AGI Dictionary Cleaner (fix for annoying w-word problem)

sonneveld Hi,

This is the knocked up cleaner for agi dictionary files. This fixes the corrupted words.tok that have occured for some people. All it does is sort words but I'll add some other needed features later and let you know.

Available for download HERE

I have tested it with Tomas Unosson's words.tok and it produces a clean workable file. It's exactly the same as what agi studio produces when it's not affected by the bug too.

Another thing, please don't post this on other websites yet until I clean things up a bit more. Source is available in the public domain, so do whatever you wish. And yes, I know the name of the executable sounds a bit iffy.. but I thought it was funny. :)

also, PLEASE let me know if it works for you and if it fixes any problems that may have had.

To use (from docs):
Run dictclean.exe in the same directory as "words.tok"
Check out "words.tok.new" for new file.
Will have to rename for agi studio or AGI to find it though.

If you get an "assertion failed" error, it may just because "words.tok" isn't in the same directory as the exectuable. If the error still continues, please send me the full error's details and I will try and fix it.

- Nick
lemur You are gold Nick! It worked perfectly for the games I'm writing. I'll let you know if I find something strange...

Well done, I'm happy as a tabledancer!
sonneveld I've got a few other things planned. For instance, you're not meant to have particular characters in words and you can't have more than one space or agi won't detect it.

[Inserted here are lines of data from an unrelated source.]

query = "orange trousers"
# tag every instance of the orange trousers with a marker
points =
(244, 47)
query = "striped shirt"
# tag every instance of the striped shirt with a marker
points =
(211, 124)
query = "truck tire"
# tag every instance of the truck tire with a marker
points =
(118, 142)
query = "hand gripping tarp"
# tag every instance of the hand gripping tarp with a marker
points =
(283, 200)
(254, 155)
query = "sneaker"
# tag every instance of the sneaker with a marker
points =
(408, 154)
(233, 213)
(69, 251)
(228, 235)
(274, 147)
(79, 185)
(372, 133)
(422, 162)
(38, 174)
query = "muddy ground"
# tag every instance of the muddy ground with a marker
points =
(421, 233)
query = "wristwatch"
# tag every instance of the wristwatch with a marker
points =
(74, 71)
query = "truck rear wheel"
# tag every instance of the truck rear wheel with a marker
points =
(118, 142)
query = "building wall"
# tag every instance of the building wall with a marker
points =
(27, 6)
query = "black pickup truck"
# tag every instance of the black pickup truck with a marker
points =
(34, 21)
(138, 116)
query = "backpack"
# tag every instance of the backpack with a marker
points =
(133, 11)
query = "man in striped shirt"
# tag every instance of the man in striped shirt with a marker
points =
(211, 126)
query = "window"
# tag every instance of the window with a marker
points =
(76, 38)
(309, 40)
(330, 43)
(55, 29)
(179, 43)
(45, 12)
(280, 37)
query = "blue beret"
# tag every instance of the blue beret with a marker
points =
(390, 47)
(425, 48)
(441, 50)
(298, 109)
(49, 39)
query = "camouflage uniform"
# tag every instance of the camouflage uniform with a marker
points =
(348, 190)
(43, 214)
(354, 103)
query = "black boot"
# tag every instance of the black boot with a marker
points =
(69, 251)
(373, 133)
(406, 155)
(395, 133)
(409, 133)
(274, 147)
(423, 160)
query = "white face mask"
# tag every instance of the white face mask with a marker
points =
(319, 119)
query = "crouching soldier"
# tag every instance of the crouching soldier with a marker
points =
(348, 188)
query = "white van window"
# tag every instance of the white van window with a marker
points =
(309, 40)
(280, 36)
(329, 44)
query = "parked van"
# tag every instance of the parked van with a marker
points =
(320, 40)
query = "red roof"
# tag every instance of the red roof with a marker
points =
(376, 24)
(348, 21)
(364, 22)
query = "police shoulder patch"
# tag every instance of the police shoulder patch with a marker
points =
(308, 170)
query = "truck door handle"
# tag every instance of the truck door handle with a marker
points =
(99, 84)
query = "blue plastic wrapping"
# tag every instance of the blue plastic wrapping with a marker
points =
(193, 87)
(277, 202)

The cleaner should fix this as well.

- Nick
sonneveld Version 1.1 is complete and can be found HERE TOO.

Besides better error messages and maybe some command line options, I think it's feature complete.

1.1 2002-10-9
more cleaning functions:
- excess separators removed
- illegal characters removed (agi studio supports this to a degree)
- duplicates (after removing characters) removed
- remove words that don't start with a letter
- letters converted to lower case (agi studio supports this)

documentation on words.tok format in source

- Nick